Warship To Join US Fleet In Hot Zone

"The guided-missile frigate HMAS Sydney is about to join the US Seventh Fleet in Japan at a time of heightened tensions on the Korean peninsula and in the South China Sea... The deployment comes as the Gillard government is working to manage Australia's relationships with China and the US after the Prime Minister sealed a "strategic relationship" with Beijing during her recent visit, and with the new defence white paper due out in June."

Mori Joins Nauru Detention Legal Challenge

"The former US military lawyer for David Hicks, Dan Mori, is joining a challenge against Australia's detention of asylum seekers on Nauru. Senior Australian social justice lawyer Julian Burnside QC will lead the case in the Supreme Court of Nauru, which is set to be heard in June."

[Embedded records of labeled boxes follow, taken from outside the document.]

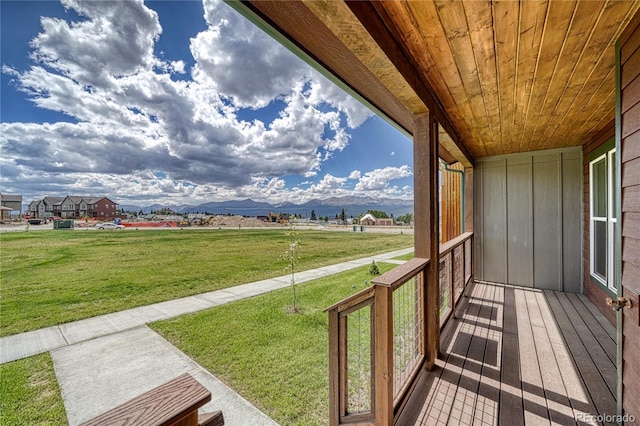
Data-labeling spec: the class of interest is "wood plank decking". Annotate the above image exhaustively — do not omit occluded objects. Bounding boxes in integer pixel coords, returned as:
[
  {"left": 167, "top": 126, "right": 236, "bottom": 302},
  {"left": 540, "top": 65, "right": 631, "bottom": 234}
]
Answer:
[{"left": 396, "top": 283, "right": 616, "bottom": 426}]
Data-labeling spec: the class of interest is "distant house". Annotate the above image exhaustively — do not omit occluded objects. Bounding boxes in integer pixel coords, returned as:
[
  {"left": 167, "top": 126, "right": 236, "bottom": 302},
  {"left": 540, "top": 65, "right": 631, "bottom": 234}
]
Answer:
[
  {"left": 360, "top": 213, "right": 393, "bottom": 226},
  {"left": 360, "top": 213, "right": 377, "bottom": 226},
  {"left": 0, "top": 206, "right": 11, "bottom": 221},
  {"left": 0, "top": 194, "right": 22, "bottom": 219},
  {"left": 29, "top": 195, "right": 118, "bottom": 219}
]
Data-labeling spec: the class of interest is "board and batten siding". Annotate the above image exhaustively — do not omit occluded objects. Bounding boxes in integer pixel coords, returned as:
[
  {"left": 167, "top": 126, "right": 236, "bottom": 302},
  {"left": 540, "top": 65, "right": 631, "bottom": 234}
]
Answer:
[
  {"left": 474, "top": 147, "right": 582, "bottom": 293},
  {"left": 616, "top": 13, "right": 640, "bottom": 423}
]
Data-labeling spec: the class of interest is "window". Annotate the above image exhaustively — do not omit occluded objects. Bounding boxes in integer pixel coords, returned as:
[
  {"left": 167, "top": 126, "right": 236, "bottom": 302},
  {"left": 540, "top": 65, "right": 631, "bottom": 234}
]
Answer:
[{"left": 589, "top": 149, "right": 618, "bottom": 292}]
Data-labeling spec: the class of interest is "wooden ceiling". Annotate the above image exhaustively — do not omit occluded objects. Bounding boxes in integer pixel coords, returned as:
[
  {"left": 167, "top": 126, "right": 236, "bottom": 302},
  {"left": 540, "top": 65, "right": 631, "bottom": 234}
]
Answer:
[{"left": 238, "top": 0, "right": 640, "bottom": 163}]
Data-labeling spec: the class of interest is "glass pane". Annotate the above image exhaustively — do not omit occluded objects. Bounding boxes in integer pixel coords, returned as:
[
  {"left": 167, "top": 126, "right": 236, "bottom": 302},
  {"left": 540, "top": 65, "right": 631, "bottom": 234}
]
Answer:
[
  {"left": 591, "top": 158, "right": 607, "bottom": 217},
  {"left": 609, "top": 151, "right": 617, "bottom": 217},
  {"left": 593, "top": 221, "right": 607, "bottom": 281}
]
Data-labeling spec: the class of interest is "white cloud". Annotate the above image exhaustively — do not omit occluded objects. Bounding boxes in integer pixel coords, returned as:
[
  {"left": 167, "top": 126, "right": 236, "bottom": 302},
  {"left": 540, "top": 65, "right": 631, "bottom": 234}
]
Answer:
[
  {"left": 0, "top": 0, "right": 400, "bottom": 206},
  {"left": 355, "top": 165, "right": 413, "bottom": 191}
]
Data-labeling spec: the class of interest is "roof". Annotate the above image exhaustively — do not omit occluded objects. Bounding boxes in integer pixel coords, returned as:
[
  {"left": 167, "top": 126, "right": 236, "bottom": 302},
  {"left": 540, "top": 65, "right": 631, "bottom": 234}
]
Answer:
[
  {"left": 0, "top": 194, "right": 22, "bottom": 203},
  {"left": 236, "top": 0, "right": 640, "bottom": 163}
]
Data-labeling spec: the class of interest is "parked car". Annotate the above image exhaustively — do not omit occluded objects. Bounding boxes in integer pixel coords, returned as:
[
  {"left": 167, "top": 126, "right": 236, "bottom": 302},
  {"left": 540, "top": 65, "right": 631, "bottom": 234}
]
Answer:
[{"left": 96, "top": 222, "right": 124, "bottom": 229}]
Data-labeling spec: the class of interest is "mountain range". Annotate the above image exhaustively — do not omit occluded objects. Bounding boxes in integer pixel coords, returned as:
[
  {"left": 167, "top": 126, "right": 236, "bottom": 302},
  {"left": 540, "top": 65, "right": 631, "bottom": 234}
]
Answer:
[{"left": 120, "top": 197, "right": 413, "bottom": 218}]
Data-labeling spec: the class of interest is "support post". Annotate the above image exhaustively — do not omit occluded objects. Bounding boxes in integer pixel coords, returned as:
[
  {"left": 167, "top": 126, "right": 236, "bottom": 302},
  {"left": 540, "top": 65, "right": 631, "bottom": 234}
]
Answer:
[
  {"left": 463, "top": 167, "right": 473, "bottom": 232},
  {"left": 413, "top": 113, "right": 440, "bottom": 369}
]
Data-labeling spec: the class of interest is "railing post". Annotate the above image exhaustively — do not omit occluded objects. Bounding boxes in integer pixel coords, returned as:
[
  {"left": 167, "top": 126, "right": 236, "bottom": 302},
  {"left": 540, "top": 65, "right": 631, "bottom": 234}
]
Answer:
[
  {"left": 329, "top": 308, "right": 341, "bottom": 426},
  {"left": 374, "top": 285, "right": 393, "bottom": 426}
]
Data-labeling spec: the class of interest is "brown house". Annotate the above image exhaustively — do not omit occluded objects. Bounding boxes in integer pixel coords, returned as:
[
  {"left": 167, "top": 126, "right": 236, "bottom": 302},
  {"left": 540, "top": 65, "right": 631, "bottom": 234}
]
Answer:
[
  {"left": 29, "top": 195, "right": 118, "bottom": 220},
  {"left": 230, "top": 0, "right": 640, "bottom": 425}
]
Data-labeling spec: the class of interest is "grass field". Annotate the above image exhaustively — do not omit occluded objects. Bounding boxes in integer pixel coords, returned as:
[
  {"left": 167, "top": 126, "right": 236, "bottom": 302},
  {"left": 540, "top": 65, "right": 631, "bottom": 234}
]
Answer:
[
  {"left": 151, "top": 263, "right": 396, "bottom": 426},
  {"left": 0, "top": 229, "right": 413, "bottom": 336},
  {"left": 0, "top": 354, "right": 67, "bottom": 425}
]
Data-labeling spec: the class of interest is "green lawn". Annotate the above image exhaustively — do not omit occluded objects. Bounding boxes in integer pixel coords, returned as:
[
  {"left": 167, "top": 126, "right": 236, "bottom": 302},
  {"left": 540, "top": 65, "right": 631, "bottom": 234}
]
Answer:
[
  {"left": 0, "top": 354, "right": 67, "bottom": 425},
  {"left": 0, "top": 229, "right": 413, "bottom": 336},
  {"left": 394, "top": 252, "right": 415, "bottom": 260},
  {"left": 151, "top": 264, "right": 396, "bottom": 426}
]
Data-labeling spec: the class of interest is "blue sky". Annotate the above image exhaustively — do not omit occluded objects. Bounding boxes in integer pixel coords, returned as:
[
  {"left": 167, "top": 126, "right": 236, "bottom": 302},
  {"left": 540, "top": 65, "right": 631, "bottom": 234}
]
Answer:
[{"left": 0, "top": 0, "right": 413, "bottom": 205}]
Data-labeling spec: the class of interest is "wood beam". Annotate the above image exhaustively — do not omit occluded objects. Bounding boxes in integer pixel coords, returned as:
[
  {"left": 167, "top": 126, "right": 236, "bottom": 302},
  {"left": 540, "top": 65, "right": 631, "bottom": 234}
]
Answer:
[
  {"left": 346, "top": 1, "right": 474, "bottom": 164},
  {"left": 413, "top": 113, "right": 440, "bottom": 369}
]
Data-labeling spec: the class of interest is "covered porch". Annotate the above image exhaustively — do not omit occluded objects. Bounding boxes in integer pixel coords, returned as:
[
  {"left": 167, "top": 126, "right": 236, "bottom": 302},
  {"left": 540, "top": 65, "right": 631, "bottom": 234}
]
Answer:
[
  {"left": 229, "top": 0, "right": 640, "bottom": 425},
  {"left": 396, "top": 283, "right": 616, "bottom": 425}
]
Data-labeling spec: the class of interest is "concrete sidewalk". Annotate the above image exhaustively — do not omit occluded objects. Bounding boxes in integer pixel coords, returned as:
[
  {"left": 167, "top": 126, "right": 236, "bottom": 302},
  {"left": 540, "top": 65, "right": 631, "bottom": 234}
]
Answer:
[
  {"left": 0, "top": 248, "right": 413, "bottom": 426},
  {"left": 0, "top": 248, "right": 413, "bottom": 364}
]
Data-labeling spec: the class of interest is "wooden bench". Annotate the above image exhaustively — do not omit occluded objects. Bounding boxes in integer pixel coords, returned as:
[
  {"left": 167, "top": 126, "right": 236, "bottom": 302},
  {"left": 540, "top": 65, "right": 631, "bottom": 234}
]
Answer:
[{"left": 81, "top": 373, "right": 224, "bottom": 426}]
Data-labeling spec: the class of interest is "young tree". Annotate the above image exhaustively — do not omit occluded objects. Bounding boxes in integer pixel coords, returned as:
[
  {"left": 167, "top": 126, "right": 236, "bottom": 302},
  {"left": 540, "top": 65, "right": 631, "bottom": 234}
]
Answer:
[{"left": 281, "top": 227, "right": 300, "bottom": 314}]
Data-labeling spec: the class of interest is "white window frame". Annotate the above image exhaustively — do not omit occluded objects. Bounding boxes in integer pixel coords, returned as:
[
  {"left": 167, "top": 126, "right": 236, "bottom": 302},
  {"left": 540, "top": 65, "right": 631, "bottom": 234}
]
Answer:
[{"left": 589, "top": 148, "right": 617, "bottom": 292}]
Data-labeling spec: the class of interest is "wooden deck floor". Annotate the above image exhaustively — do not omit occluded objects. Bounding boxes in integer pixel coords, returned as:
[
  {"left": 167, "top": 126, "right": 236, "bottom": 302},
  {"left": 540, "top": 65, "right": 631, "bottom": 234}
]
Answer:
[{"left": 396, "top": 283, "right": 616, "bottom": 426}]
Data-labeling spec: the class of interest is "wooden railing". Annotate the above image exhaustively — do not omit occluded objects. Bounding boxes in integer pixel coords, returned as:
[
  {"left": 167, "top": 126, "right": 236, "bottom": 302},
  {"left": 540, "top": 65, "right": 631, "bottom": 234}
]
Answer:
[
  {"left": 326, "top": 233, "right": 473, "bottom": 425},
  {"left": 438, "top": 232, "right": 473, "bottom": 328}
]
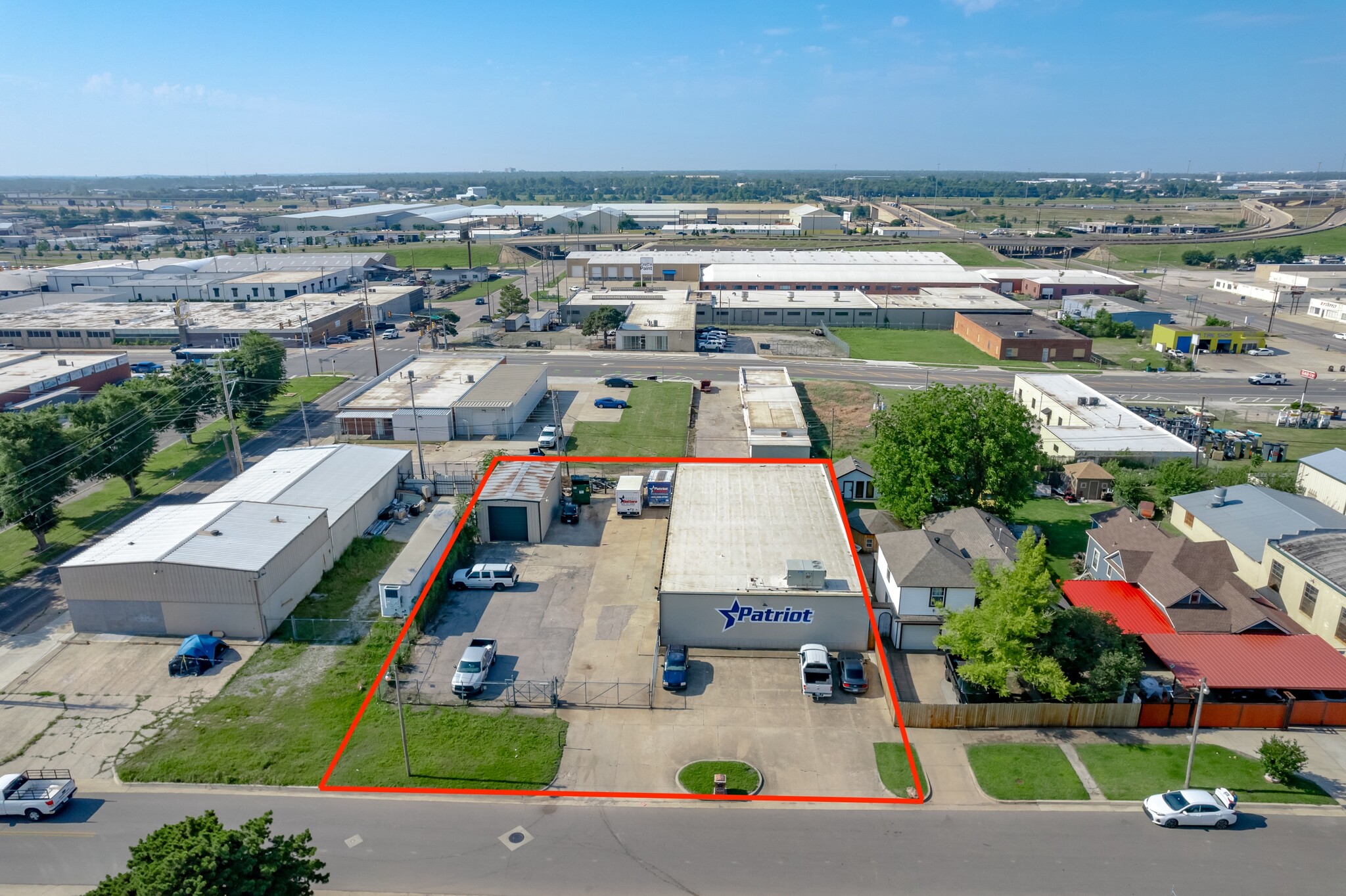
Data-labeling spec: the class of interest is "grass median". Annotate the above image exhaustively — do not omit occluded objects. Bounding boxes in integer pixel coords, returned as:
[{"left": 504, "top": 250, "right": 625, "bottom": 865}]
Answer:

As the Public Purse Thins, the Rich Feel the Pinch

"Half of all employees earn less than $50,000 a year, the Australian Bureau of Statistics reports. Only one in 10 full-time workers gets more than $123,000. As for households, half get by on less than $70,000. Yes, living in Sydney is expensive. But the cut-off mark for Australia's top 5 per cent of earners, is just above $130,000. So why don't the wealthy feel well off?"


Laying Down the Cudgels and Debating the Policy

"The rhythm of federal politics, the underlying beat, has been ugly for too long. But gradually over the past few weeks, that has started to change. The major political parties are now responding to a steady tempo of policy discussion and the country will be the better for it."